Where then to turn? Donations by individuals will always be crucial, but they are not enough to address our wide-ranging needs. Foundations can never redress the balance of shrinking funds for the nonprofit sector.
So we in the nonprofit world find ourselves turning to corporate support more and more. The Smithsonian took its first step into the new realities in the summer of 1991, when it revised an earlier policy banning the display of corporate logos at the Smithsonian in recognition of support for exhibitions and other programs. The decision was left up to Smithsonian directors. Some held the line, others, like the director of our National Museum of American History, saw the trade-off as one he was willing to make: "If I had to make the choice between not teaching and teaching with a logo," he told the press, "I would teach with a logo."
The heart of the debate has to do with assessing both what the corporate sponsor gains and what we in the nonprofit world gain. Let's not be coy about it. A logo is closer to advertising; otherwise why would corporations insist on having it prominently displayed? But is it endorsement? Is the Smithsonian saying this is a better product than another? Call me naive, but I think that's a stretch. The Smithsonian, by allowing a logo, is simply allowing a corporation the full measure of public goodwill for having funded that important exhibition or program.
But if that's a small price to pay to ensure the greater good of funding important work, where should we erect the wall? Clearly we build it on the protection of content. No amount of money, from any source, should be able to purchase the content of the Smithsonian's exhibitions and other programs.
By now you have figured out that I am not one who believes that a connection with a corporate sponsor is a capitulation to all that is crass in our society. Indeed, I am amazed by the leap of argument that comes naturally to those who fear the worst. In the controversy that raged over the inclusion of LEGO-built animals in our exhibition in the late '80s on human attitudes toward animals — a choice made by our curators with absolutely no provision of corporate underwriting — we were warned that "Judging from the LEGO exhibit, it is only a matter of time before there are golden arches coming out of a McDonald's Air and Space Museum."

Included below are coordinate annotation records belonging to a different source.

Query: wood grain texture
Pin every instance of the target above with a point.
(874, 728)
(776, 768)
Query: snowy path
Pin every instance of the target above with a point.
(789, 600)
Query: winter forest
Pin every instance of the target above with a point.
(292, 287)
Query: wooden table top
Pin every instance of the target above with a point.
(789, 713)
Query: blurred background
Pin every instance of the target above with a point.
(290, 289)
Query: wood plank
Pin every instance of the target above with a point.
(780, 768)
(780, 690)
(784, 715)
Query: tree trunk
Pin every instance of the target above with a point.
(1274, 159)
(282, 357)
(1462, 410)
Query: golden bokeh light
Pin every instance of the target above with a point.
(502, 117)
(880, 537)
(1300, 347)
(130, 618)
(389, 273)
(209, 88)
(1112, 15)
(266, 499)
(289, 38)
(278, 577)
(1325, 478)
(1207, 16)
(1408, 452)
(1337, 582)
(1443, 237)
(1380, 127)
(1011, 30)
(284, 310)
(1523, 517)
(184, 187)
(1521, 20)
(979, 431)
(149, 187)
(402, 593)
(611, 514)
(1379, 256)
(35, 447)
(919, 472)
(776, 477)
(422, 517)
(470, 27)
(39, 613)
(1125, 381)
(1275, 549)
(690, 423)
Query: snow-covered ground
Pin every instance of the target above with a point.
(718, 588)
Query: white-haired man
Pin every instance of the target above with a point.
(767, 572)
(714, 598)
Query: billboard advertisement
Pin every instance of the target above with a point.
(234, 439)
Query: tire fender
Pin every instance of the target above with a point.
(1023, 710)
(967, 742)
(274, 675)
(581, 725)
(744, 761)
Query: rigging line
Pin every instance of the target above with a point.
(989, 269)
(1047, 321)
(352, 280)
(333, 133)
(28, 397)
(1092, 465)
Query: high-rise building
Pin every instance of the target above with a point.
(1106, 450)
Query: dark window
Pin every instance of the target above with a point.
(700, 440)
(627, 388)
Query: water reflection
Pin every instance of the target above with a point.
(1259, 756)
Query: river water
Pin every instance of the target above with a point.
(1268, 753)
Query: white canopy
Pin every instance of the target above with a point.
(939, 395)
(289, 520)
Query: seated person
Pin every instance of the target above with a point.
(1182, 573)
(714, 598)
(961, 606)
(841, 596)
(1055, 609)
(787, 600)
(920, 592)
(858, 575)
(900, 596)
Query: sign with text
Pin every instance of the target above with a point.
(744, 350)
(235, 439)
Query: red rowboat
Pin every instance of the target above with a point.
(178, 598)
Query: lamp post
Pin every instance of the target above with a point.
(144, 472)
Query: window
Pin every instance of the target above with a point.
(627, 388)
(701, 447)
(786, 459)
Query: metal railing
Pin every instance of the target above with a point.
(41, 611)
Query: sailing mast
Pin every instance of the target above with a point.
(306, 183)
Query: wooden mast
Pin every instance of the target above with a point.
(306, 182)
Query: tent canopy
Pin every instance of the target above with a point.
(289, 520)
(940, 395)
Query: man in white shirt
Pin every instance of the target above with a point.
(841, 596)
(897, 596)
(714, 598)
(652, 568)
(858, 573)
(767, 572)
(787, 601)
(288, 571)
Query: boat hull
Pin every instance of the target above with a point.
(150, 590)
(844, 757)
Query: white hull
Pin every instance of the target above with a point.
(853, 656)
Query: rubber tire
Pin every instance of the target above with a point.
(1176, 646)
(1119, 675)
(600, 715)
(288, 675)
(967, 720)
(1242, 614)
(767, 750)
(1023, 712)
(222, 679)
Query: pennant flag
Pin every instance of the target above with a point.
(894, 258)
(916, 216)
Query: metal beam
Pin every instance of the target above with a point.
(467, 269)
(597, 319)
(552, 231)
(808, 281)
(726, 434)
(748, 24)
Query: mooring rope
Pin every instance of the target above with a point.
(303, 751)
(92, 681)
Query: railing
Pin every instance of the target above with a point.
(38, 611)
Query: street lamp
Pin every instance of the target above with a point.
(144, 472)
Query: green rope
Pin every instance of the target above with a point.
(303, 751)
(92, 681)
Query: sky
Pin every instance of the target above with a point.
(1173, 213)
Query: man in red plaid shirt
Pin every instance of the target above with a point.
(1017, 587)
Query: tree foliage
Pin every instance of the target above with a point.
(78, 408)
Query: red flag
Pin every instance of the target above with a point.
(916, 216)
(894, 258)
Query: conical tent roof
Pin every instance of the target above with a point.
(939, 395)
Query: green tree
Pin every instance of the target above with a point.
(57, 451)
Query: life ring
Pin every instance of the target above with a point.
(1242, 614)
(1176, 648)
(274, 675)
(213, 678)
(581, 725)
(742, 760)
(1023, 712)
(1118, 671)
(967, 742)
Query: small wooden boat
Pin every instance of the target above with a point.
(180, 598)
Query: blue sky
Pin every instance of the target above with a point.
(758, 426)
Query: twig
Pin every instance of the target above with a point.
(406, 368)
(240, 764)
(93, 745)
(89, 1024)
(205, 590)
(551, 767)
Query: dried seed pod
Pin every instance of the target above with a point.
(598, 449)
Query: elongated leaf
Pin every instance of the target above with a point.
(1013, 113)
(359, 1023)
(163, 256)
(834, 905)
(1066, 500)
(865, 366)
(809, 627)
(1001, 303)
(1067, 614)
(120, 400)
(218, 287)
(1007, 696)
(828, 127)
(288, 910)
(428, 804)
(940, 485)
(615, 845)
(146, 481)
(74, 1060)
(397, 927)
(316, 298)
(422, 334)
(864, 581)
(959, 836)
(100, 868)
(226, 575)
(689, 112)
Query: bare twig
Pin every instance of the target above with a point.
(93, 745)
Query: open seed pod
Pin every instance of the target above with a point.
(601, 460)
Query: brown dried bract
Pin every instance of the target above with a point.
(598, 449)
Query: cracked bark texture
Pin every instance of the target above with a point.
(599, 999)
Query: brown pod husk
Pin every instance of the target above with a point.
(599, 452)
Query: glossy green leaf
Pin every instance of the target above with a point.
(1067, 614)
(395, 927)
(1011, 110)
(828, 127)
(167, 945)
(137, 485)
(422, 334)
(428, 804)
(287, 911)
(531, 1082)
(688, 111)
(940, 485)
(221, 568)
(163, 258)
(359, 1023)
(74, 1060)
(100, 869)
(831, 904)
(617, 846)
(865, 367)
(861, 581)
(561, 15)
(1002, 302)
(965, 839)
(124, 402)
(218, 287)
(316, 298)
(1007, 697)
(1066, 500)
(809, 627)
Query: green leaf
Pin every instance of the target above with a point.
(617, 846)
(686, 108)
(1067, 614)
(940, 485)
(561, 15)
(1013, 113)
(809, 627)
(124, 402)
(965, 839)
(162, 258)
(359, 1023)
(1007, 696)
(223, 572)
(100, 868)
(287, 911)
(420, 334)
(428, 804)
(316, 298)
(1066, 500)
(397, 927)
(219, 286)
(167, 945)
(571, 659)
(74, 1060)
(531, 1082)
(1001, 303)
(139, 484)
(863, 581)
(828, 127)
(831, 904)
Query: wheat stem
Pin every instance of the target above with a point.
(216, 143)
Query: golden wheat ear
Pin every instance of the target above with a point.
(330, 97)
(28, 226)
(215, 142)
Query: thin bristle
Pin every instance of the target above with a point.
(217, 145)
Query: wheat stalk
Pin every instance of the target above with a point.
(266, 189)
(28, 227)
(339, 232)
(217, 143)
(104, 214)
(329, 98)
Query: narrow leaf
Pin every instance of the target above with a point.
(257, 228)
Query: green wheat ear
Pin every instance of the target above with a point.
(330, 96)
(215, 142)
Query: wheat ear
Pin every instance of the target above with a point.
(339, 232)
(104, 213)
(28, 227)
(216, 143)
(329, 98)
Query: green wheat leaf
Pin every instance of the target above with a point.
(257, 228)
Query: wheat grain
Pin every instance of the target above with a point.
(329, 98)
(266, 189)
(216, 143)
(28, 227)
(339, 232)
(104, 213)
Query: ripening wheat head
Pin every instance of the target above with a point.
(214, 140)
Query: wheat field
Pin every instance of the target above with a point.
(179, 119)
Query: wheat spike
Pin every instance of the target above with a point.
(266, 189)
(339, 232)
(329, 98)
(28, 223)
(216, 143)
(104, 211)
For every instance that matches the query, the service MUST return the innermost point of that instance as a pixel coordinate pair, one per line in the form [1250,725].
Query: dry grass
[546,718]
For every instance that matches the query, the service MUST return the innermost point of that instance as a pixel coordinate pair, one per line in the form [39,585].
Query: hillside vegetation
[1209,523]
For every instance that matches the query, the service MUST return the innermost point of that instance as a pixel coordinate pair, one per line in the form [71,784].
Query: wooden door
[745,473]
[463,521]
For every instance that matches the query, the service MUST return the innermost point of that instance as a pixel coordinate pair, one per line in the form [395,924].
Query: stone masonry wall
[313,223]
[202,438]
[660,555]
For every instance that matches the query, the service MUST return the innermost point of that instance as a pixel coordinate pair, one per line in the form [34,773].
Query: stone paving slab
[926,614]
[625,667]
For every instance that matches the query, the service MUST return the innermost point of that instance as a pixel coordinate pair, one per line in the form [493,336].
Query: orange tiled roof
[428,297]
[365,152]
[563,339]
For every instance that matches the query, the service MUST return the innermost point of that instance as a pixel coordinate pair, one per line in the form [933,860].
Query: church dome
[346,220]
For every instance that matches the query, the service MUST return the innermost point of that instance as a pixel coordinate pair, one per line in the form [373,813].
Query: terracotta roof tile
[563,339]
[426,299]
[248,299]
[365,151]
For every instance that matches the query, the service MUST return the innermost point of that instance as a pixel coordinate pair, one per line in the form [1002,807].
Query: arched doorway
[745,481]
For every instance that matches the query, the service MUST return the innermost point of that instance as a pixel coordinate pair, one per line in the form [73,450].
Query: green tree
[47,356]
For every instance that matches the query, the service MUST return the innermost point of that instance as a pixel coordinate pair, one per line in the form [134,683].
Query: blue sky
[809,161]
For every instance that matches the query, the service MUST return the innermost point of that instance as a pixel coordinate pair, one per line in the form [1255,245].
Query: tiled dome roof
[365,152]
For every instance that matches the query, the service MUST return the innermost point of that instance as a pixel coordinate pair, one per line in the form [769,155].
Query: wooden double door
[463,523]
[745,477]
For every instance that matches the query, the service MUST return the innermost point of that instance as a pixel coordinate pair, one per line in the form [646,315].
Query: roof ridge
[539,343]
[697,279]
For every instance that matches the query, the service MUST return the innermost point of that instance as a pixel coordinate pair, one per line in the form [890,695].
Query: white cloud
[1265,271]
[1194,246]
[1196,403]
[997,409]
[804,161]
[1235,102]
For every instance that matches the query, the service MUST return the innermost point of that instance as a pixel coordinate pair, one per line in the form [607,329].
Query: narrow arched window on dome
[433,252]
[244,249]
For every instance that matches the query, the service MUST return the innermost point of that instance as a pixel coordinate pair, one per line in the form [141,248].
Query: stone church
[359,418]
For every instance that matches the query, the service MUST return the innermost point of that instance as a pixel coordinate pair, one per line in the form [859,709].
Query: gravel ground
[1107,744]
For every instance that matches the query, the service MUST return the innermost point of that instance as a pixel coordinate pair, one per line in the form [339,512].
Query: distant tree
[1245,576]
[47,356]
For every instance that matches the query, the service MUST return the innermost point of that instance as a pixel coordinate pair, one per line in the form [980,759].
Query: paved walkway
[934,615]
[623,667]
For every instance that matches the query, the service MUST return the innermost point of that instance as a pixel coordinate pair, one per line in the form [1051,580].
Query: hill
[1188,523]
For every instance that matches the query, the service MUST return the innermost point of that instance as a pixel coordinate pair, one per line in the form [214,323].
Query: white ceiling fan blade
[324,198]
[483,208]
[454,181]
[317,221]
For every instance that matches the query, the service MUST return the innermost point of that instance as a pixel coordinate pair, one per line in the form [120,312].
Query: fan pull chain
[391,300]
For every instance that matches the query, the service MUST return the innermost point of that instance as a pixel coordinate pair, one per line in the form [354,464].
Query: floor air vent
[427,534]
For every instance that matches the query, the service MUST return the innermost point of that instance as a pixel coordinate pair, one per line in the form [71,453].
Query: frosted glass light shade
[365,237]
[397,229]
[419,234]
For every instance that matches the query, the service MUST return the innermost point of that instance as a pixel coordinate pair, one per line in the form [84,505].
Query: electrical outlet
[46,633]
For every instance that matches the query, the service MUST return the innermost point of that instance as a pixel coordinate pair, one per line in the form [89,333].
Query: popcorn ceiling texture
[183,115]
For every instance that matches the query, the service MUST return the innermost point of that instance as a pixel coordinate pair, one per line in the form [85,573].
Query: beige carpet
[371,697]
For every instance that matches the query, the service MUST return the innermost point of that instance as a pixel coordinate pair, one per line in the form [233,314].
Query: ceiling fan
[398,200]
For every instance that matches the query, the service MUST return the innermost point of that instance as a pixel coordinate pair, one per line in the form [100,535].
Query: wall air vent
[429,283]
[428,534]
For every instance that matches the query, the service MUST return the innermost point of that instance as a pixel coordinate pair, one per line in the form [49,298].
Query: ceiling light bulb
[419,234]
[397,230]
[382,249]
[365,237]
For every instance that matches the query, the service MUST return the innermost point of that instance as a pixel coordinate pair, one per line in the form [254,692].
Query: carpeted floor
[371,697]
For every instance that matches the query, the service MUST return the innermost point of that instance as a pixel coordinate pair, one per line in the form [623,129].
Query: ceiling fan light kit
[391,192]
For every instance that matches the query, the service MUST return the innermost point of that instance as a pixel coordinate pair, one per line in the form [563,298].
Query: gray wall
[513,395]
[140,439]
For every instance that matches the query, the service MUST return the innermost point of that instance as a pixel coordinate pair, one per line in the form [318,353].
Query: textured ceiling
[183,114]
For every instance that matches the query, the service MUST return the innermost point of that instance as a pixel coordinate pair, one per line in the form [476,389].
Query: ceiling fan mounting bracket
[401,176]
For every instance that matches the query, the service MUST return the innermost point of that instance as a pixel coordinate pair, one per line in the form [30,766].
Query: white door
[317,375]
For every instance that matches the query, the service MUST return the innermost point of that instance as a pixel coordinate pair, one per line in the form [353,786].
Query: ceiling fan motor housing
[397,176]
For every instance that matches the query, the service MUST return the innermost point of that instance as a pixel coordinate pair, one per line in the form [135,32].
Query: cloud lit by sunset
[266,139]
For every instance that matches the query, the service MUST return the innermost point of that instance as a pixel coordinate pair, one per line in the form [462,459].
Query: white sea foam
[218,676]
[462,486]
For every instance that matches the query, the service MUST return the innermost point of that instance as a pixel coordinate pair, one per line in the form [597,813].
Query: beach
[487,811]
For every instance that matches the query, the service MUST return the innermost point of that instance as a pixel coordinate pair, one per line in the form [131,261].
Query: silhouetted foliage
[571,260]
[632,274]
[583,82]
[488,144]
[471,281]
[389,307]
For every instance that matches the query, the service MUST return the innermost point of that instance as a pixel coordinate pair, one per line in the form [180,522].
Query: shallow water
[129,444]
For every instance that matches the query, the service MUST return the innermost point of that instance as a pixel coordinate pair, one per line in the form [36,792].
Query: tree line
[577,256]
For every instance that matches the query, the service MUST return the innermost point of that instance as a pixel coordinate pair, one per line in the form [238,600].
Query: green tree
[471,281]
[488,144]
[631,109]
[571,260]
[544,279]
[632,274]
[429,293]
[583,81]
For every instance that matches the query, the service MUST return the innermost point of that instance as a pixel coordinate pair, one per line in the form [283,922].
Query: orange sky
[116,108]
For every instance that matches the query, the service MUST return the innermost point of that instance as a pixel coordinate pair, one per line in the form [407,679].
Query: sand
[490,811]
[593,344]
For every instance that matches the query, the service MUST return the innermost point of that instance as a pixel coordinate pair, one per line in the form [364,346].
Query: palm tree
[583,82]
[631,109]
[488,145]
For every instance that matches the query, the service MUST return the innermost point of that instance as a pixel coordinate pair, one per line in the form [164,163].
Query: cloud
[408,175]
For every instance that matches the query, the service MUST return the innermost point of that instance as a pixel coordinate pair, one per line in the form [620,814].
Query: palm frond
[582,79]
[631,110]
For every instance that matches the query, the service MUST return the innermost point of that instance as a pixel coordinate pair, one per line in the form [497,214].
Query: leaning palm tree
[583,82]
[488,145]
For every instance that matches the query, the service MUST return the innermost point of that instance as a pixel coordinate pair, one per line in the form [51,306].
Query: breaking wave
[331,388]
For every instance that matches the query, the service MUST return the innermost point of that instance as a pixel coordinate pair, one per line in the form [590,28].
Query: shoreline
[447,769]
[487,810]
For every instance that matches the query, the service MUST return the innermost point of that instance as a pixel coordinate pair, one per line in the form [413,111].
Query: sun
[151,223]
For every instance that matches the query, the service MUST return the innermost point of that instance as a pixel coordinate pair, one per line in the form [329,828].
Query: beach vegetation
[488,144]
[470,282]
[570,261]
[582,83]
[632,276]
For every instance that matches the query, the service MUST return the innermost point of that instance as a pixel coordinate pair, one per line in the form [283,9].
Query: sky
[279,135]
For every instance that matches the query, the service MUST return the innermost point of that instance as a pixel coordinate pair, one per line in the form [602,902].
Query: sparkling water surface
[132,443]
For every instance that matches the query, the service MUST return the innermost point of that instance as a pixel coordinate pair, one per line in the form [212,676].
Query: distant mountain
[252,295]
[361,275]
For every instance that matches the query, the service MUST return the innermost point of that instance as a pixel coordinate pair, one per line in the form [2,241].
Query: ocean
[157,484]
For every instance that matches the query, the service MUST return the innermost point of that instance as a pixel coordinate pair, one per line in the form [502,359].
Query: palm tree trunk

That's not my nightmare. Golden arches will not rise over the National Air and Space Museum on my watch. My nightmare is a future in which the Smithsonian is unable to make its collections and expertise easily available; one in which our ideas are stillborn, our capacity to update and contribute limited. But that's not to say I don't worry about what is and isn't acceptable in our commercial relationships.
If I had to summarize the Smithsonian's current thinking on the matter of corporate sponsorship, I would put it this way: we have entered an era of what I would call enlightened realism. We in the nonprofit world have certain needs that must be addressed and fundamental standards that must be adhered to. The corporate world has its own requirements. If we are to have mutually beneficial connections, we owe it to ourselves to work out what is and isn't negotiable and then to make every attempt to understand our potential partner's own issues.
But make no bones about it, this is an experiment. We have taken a number of actions to make sure we function within the bounds of propriety, including the scuttling of some borderline initiatives, the establishment of an internal panel to ensure the acceptability of all the partner programs, and the development of guidelines for the use of images and logos.
With these kinds of safeguards in place, we can guarantee the viability and integrity of the Institution.